In a letter to folks back home near the start of the Civil War, a Union soldier described Beaufort, South Carolina as “one of the handsomest places in the United States.” Handsome it was, but no longer in the U.S. after Fort Sumter in April 1861. Carter Barnwell, age twelve, is a dreamy-eyed boy of the Carolina Lowcountry until the Battle of Port Royal Sound brought thousands of Union troops to his hometown, forcing his mother to evacuate and leaving him responsible for his aging grandmother. Together, Carter and his grandmother flee to the family hunting lodge on Cane Island.


Carter has only vague notions of the causes for the war, but he has lived his entire life in the South and known only its people. His cousin, Gabriel Heyward, recruits him to spy, and with Carter’s older brother in Virginia fighting for the Confederacy, Carter is eager to do his part for the war effort. The risk of arrest is one he accepts, knowing his freedom and grandmother’s life depend on his not getting caught. 
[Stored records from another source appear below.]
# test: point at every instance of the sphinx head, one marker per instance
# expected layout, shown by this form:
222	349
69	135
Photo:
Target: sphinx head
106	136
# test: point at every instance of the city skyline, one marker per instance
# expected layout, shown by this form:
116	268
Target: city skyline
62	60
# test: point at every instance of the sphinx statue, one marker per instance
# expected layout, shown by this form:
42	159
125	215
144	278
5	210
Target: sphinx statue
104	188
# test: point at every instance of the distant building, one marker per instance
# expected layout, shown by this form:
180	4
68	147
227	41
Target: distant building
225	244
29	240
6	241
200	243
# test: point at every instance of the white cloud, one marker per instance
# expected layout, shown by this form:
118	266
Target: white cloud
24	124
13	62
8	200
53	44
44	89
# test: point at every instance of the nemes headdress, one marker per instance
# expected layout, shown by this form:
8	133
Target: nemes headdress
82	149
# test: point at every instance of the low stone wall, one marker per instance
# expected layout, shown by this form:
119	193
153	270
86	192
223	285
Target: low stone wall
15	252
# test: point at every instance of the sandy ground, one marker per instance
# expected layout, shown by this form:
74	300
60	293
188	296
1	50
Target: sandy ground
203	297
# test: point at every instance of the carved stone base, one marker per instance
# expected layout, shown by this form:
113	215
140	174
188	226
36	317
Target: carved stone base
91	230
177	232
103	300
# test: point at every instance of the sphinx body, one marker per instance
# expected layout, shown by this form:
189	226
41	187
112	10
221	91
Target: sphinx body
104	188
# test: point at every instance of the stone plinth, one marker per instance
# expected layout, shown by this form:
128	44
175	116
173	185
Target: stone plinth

When a Pennsylvania missionary and her pretty young daughter arrive at the plantation adjoining the hunting lodge, the war takes a turn for which Carter is totally unprepared. He has never seen a girl like blue-eyed Sonja, who treats him like a kid brother until he proves his worth by teaching her skills she will need in the waters and marshes of the Carolina coast. Gradually, she warms to him, but that warmth is threatened by both a Union rival and her resolute abolitionist convictions. Carter, maturing beyond his years by war, must reach adult decisions that will profoundly affect his life and the lives of those he cares most about.